GAD - General Anxiety Disorder. Sometimes, not every day, I get slight anxiety where I need to just stop for a moment, take a deep breath and keep on going.
It doesn't interfere with my current job. I work in a clinic
Have you dealt with any emergent patients yet? If so, was the GAD still manageable? What kind of standby events are covered in the shifts you would like to work?

I work standbys pretty often, and they can range from mellow (conventions, big company picnics, etc.) to crazy (large ethnic dances with lots of alcohol, Ironman Triathlons in hot weather, etc.). I've had a number of emergent transports in the busier shifts, and have had to use emergent lifts and carries several times to get my Pt out of a bad situation and closer to our medical treatment area. I've have had a number of Pts who were circling the drain as we treated them and loaded them up for transport, and dealing with their medical issues quickly and effectively was very important.

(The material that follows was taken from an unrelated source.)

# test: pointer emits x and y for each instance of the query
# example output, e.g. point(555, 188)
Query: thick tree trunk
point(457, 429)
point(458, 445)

If you haven't had any emergent Pts yet, you might want to consider some ride-alongs with your local Fire Department or an ambulance service. There's a certain amount of "stress inoculation" that can happen as you deal with more and more emergent Pts, and you may find that after a few such contacts, you are getting better and more comfortable with them. Or you may find that you really don't like such contacts, in which case you may want to stick with the clinical side.

Hope it works out well for you either way.